Pudong/China Development: China may be returning to an old way of doing business. In the days before Chinese banks sought international partners, they were often backed by industrial companies. Now China Mobile is likely to pay $5.9 billion for a 20 per cent stake in Pudong Development Bank, diluting the US Citigroup's 3.4 per cent of the Shanghai lender.
The mid-sized bank needs new capital, since its core capital ratio was close the regulatory minimum threshold of 7 per cent in September 2009. The new funds would increase that ratio by 1.8 to 4 percentage points, according to CICC, enough to support three years of lending growth.

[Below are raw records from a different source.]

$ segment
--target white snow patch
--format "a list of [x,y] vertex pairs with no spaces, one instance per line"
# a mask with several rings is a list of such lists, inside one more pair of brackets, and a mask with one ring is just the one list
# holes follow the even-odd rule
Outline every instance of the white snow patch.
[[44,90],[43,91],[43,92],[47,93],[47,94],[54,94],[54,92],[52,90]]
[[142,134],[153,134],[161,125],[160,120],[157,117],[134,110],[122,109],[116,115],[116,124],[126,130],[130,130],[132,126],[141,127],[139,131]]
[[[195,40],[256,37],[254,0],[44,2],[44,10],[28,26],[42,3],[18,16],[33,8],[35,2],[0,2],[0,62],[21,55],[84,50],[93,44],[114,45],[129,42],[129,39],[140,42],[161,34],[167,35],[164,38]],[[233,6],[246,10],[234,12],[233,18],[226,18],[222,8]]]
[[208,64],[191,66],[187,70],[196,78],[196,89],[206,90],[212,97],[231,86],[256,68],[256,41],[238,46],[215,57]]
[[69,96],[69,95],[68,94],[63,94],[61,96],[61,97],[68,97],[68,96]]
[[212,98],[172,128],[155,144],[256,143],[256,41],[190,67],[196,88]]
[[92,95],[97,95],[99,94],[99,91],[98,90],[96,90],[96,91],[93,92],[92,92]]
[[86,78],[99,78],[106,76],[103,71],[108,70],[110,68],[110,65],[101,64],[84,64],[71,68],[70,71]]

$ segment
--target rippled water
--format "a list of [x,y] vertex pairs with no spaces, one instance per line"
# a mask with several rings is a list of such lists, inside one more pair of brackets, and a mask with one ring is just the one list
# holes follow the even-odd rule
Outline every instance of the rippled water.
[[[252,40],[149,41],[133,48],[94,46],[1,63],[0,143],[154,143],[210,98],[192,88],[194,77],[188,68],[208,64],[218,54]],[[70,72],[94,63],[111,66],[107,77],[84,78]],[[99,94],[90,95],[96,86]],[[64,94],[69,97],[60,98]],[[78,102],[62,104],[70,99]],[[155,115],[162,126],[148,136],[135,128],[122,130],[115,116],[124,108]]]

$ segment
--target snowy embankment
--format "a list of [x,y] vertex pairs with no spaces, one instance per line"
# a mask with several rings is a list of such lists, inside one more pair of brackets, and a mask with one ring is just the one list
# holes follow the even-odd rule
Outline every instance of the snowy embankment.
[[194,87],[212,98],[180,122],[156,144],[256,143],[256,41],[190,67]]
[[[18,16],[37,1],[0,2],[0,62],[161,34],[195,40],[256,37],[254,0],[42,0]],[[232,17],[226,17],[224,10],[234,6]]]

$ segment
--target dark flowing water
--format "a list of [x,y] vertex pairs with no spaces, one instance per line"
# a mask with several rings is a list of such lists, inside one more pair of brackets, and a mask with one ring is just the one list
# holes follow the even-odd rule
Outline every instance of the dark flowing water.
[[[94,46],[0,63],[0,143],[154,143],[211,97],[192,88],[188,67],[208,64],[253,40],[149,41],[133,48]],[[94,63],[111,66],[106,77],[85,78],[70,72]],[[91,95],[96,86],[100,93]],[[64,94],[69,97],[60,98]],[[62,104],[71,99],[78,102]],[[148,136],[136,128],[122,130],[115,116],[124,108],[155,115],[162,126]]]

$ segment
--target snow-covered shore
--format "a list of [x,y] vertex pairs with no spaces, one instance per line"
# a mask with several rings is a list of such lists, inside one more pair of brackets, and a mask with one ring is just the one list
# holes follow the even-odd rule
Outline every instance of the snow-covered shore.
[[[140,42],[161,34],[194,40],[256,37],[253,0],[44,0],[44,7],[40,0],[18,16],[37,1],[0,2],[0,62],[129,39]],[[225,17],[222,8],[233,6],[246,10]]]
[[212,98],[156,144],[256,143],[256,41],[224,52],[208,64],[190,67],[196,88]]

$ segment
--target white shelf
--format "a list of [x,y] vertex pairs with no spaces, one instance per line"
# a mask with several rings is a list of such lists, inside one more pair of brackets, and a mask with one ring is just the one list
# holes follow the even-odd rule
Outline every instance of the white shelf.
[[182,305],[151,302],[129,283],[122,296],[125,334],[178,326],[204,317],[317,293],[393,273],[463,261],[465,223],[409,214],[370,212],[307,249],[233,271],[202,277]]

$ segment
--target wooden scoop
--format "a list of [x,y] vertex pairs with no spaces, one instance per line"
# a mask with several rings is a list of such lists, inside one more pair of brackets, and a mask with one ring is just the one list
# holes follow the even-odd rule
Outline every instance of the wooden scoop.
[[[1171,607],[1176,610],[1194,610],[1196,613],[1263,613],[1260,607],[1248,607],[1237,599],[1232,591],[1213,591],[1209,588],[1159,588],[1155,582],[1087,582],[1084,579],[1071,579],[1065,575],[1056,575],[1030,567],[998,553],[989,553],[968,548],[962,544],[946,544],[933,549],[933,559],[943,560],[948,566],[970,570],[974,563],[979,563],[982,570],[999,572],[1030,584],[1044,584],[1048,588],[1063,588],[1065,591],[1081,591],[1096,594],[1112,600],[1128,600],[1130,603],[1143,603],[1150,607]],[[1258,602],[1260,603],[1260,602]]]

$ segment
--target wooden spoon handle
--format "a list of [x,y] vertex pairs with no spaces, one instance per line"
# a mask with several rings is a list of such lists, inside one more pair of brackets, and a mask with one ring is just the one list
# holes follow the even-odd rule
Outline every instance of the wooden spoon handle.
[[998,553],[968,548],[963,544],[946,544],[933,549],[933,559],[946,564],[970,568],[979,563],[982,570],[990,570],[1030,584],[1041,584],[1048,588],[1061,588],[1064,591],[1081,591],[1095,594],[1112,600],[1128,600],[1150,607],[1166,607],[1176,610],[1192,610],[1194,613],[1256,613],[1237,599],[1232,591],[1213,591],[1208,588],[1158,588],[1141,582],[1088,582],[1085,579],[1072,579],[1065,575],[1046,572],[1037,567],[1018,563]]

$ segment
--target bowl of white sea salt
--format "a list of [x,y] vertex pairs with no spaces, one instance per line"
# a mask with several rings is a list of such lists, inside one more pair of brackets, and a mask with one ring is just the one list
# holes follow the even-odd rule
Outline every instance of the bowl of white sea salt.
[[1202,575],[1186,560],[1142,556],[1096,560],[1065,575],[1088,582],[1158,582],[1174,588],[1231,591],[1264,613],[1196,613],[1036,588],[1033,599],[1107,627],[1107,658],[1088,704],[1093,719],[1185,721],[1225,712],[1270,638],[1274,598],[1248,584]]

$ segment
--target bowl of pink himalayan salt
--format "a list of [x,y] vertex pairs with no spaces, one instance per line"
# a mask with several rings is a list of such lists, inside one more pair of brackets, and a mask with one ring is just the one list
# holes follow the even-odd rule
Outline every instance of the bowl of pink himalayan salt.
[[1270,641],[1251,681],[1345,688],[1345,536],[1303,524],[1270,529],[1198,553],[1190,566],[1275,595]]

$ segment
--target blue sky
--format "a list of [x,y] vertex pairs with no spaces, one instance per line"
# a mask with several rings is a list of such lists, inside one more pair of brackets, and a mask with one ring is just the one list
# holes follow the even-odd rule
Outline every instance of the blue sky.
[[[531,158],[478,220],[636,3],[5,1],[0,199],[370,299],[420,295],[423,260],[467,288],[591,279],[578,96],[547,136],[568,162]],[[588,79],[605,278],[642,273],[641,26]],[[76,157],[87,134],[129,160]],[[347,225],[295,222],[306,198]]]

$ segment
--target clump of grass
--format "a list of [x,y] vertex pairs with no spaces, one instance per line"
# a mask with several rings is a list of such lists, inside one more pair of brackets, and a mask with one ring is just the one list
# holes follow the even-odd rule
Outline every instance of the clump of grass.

The relatively small bank might have trouble persuading the wounded Citigroup, which cares more about its 20 per cent stake in Guangdong Development Bank, to put down more money. A public offering could be held back by the securities regulator's preference for deals from larger, state-owned peers.
China Mobile might also look like a particularly handsome white knight to the Shanghai government, Pudong’s largest shareholder. The government wants the bank to play a role in its plan to make the city an international financial centre. China Mobile, owned by the central government, will be a strong alley.
It is less clear why China Mobile would invest more than a third of 2008 profits in the bank. Industrial synergies, say from phone banking, look minimal. There could be a short-term financial payoff - Pudong's shares jumped 5.5 per cent on the news of a possible deal. Longer term, China Mobile might like the idea of business earning a 30 per cent return on equity, higher than its own 25 per cent. But, the bank would suffer if bad debts jump.
Perhaps China Mobile sees the bank as a new growth engine. The world's largest mobile network operator is massively profitable, but the push into poorer provinces is cutting into revenue per user.
In both Japan and Korea, industrial-financial ties helped keep companies going in hard times and helped finance the migration from simple to more sophisticated industries. Contemporary China might be swimming in liquidity, but the deal is a telling example of how companies still need to be creative to get credit.